Redevance hydraulique: il est temps de s’engager sur de nouvelles voies

L’hydraulique reste la colonne vertébrale de l’approvisionnement suisse en électricité. Les Perspectives énergétiques 2050+ de l’Office fédéral de l’énergie l’ont encore une fois clairement mis en évidence. Mais, dans les conditions actuelles, l’hydraulique sera perdante. Nous devons, enfin, la préparer pour la réalité économique du XXIe siècle. L'opinion du Directeur de l'AES Michael Frank.
16.03.2021

Notre principale ressource indigène – et de loin – fait face à un défi multiple: elle doit se renouveler et même augmenter sa production afin de satisfaire aux objectifs de la Suisse pour disposer d’un approvisionnement énergétique renouvelable, surtout en hiver. En même temps, elle doit concilier différentes exigences relatives à la protection de l’environnement, de la nature et du paysage et trouver des approches constructives pour des solutions durables. Ce faisant, elle doit rester rentable pour pouvoir s’affirmer sur les marchés internationaux. Dans ce contexte, la redevance hydraulique est l’un des grands points sensibles non résolus.

Depuis des années, la redevance hydraulique fait l’objet d’âpres débat. Jusqu’à présent, ceux-ci ont toujours mené à une impasse: au fil des années, on a discuté de différentes approches – toutes rejetées. Le Parlement s’est contenté de renvoyer aux calendes grecques ce sujet brûlant et de cimenter, pour de longues années encore, un système plus que centenaire et sa manière de former les prix. Cette stagnation politique implique, pour l’hydraulique, des dommages croissants, inacceptables pour la Suisse. Tandis que, sur le marché, les prix volatils donnent le ton, ce système rigide engendre encore et toujours une redevance hydraulique fixe et élevée. Cette redevance, qui représente en moyenne un quart des coûts de revient, entrave sérieusement la compétitivité de nos centrales et constitue une lourde charge, totalement disproportionnée en comparaison internationale.

Il est grand temps d’apporter de nouvelles idées dans la discussion et de s’engager sur de nouvelles voies. Tout reprendre à zéro n’est évidemment pas nécessaire. Il suffit de considérer d’un peu plus près l’environnement de l’hydraulique.

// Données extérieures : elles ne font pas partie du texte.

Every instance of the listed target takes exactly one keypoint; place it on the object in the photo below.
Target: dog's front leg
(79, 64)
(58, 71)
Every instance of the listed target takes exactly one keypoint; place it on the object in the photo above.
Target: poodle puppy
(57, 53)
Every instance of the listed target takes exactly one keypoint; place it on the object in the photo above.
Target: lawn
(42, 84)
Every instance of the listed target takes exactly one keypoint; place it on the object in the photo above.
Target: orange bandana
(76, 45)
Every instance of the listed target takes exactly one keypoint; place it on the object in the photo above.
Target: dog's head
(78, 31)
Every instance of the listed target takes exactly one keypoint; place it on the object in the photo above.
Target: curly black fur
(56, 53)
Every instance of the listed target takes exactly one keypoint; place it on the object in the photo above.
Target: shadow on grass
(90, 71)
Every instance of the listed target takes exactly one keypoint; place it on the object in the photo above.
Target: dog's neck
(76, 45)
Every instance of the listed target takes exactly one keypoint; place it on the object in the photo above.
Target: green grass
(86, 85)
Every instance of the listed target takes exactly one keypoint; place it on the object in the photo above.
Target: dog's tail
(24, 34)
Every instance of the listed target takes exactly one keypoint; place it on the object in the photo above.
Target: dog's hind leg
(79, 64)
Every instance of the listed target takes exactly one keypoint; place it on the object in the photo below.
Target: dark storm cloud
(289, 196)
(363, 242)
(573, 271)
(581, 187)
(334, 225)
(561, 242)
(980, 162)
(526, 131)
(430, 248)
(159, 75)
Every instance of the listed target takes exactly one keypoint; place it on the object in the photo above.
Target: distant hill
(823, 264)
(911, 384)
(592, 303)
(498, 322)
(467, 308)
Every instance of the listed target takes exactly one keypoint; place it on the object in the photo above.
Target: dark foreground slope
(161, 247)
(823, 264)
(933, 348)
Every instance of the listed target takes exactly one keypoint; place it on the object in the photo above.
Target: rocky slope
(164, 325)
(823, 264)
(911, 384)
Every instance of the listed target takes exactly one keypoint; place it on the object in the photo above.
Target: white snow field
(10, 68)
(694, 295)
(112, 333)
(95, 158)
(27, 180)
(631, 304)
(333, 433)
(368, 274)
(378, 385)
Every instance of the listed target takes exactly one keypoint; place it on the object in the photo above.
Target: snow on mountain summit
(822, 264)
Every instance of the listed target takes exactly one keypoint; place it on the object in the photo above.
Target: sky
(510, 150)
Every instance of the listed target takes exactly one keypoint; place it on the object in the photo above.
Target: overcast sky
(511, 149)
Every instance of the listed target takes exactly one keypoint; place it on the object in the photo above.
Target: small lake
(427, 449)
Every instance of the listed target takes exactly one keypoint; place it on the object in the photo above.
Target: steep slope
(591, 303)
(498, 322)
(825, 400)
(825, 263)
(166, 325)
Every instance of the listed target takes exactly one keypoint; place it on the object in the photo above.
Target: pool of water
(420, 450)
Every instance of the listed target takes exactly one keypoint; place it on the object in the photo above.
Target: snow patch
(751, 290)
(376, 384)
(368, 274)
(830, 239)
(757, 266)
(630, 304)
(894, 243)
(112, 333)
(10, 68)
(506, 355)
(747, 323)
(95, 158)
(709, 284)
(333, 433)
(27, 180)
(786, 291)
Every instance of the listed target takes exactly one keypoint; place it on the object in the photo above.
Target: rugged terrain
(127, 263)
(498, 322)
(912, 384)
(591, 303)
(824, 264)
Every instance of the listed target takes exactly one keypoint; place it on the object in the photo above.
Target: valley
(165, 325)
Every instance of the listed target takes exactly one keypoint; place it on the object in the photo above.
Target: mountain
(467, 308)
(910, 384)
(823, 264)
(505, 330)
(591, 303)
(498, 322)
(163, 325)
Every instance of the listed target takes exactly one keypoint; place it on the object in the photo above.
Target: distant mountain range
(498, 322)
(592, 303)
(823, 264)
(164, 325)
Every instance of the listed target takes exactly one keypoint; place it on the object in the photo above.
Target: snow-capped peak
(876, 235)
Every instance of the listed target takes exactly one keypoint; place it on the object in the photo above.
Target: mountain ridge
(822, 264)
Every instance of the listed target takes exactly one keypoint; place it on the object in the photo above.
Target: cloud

«Il faut inscrire la redevance hydraulique dans le contexte cantonal. La compétence de concevoir la redevance hydraulique et de définir son montant»

Pour la grande majorité des centrales, le retour des installations aux collectivités concédantes aura lieu dans les prochaines décennies. Le renouvellement de concession est LE moment stratégique décisif qui influe sur le maintien de l’exploitation des centrales. En effet, cette procédure nécessite un accord entre les autorités cantonales qui concèdent les droits d’eau et les sociétés d’exploitation existantes, et suppose des décisions de longue portée concernant les investissements, la valeur des installations et les conditions d’exploitation futures. Les cantons posent, dans ce contexte, les jalons économiques, écologiques et relatifs au droit de la propriété pour la future exploitation des centrales. Pour les grands cantons hydrauliques, cela est tellement crucial qu’ils ont défini des stratégies appropriées. En ce qui concerne l’hydraulique, les cantons sont incontournables. Et c’est précisément cette voie qu’il convient aussi d’emprunter avec la redevance hydraulique.

Interactions et synergies

Il faut inscrire la redevance hydraulique dans le contexte cantonal. La compétence et la responsabilité de concevoir la redevance hydraulique et de définir son montant, ainsi que d’établir un équilibre avec les autres décisions stratégiques liées à l’hydraulique doivent revenir aux cantons. Ainsi, les stratégies cantonales peuvent choisir une approche globale et tenir compte des interactions et des synergies générées par les décisions en matière d’hydraulique découlant du retour, de la gestion des concessions et de la redevance hydraulique.

Nous vivons dans une époque où tout, dans le secteur énergétique, ne cesse de bouger, où l’approvisionnement en énergie est restructuré, électrifié, décentralisé et flexibilisé, tout en s’orientant à la fois vers les marchés locaux et les marchés continentaux. La réglementation doit suivre cette tendance: il est inconcevable qu’elle se cramponne à des solutions anachroniques au mépris des réalités actuelles. Le statu quo n’est pas une option: il nous faut de nouvelles voies.

Michael Frank, Directeur de l'AES

Cet article est paru sous forme de tribune dans la NZZ du 15 mars.